C) The final rate described in subsection (d)(1)(C) of this Section shall be no less than $147.09 per encounter.
3) County-operated outpatient facilities, as described in Section 148.25(b)(2)(C), shall be required to submit outpatient cost reports to the Department within 90 days after the close of the facility's fiscal year. No year-end reconciliation is made to the reimbursement calculated under this subsection (d).
4) Services are available to all clients in geographic areas in which an encounter rate hospital or a county-operated outpatient facility is located. All specific client coverage policies (relating to client eligibility and scope of services available to those clients) that pertain to the service billed are applicable to encounter rate hospitals in the same manner as to hospitals reimbursed under the Ambulatory Care Program and to non-hospital and hospital providers who bill and receive reimbursement on a fee-for-service basis.

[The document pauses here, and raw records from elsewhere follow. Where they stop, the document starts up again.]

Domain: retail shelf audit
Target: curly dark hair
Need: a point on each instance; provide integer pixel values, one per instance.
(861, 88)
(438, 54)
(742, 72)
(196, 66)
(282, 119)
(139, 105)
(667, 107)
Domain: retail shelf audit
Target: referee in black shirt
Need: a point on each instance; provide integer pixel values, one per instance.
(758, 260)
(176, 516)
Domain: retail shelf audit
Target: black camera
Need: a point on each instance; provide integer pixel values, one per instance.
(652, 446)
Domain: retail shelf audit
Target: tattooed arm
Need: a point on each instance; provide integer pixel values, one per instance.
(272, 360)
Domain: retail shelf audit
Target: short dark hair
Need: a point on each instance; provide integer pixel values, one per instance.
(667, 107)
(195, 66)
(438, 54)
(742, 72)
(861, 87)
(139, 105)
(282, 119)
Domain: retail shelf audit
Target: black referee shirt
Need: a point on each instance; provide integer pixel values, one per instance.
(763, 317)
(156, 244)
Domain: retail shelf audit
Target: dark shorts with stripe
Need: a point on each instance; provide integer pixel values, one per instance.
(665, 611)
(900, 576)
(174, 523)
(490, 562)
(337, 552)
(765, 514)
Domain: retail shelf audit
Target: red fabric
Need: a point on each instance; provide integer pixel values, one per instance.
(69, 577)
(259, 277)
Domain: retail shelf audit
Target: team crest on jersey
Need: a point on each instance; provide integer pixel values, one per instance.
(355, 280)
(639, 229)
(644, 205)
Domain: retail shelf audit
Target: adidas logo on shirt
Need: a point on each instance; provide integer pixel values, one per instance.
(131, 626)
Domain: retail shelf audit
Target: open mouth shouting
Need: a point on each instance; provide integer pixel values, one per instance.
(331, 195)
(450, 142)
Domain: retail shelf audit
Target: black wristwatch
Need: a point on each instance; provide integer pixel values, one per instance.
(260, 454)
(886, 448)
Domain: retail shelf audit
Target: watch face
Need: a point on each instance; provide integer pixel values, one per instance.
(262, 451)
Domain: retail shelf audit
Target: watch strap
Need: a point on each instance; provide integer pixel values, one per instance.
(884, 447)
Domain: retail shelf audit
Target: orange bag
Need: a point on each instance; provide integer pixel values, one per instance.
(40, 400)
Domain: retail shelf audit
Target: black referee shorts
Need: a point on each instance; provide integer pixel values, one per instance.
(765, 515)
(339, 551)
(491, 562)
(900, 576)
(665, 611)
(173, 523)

e) Critical Clinic Providers
1) Effective for services provided on or after September 27, 1997, a clinic owned or operated by a county with a population of over three million, that is within or adjacent to a hospital, shall qualify as a Critical Clinic Provider if the facility meets the efficiency standards established by the Department. The Department's efficiency standards under this subsection (e) require that the quotient of total encounters per facility fiscal year for the Critical Clinic Provider divided by total full time equivalent physicians providing services at the Critical Clinic Provider shall be greater than:
A) 2700 for reimbursement provided during the facility's cost reporting year ending during 1998,
B) 2900 for reimbursement provided during the facility's cost reporting year ending during 1999,
C) 3100 for reimbursement provided during the facility's cost reporting year ending during 2000,
D) 3600 for reimbursement provided during the facility's cost reporting year ending during 2001, and
E) 4200 for reimbursement provided during the facility's cost reporting year ending during 2002.
2) Reimbursement for all services provided by any Critical Clinic Provider shall be on an all-inclusive per-encounter rate that shall equal reported direct costs of Critical Clinic Providers for each facility's cost reporting period ending in 1995, and available to the Department as of September 1, 1997, divided by the number of Medicaid services provided during that cost reporting period as adjudicated by the Department through July 31, 1997.
3) Critical Clinic Providers, as described in this subsection (e), shall be required to submit outpatient cost reports to the Department within 90 days after the close of the facility's fiscal year. No year-end reconciliation is made to the reimbursement calculated under this subsection (e).
4) The reimbursement rates described in this subsection (e) shall be no less than the reimbursement rates in effect on July 1, 1992, except that this minimum shall be adjusted on the first day of July of each year by the annual percentage change in the per diem cost of inpatient hospital services as reported on the two most recent annual Medicaid cost reports. The per diem cost of inpatient hospital services shall be calculated by dividing the total allowable Medicaid costs by the total allowable Medicaid days.
f) Critical Clinic Provider Pharmacies Prescribed drugs, dispensed by a pharmacy that is a Critical Clinic Provider, that are not part of an encounter reimbursable under subsection (e) of this Section shall be reimbursed at the rate described in subsection (e)(2) of this Section.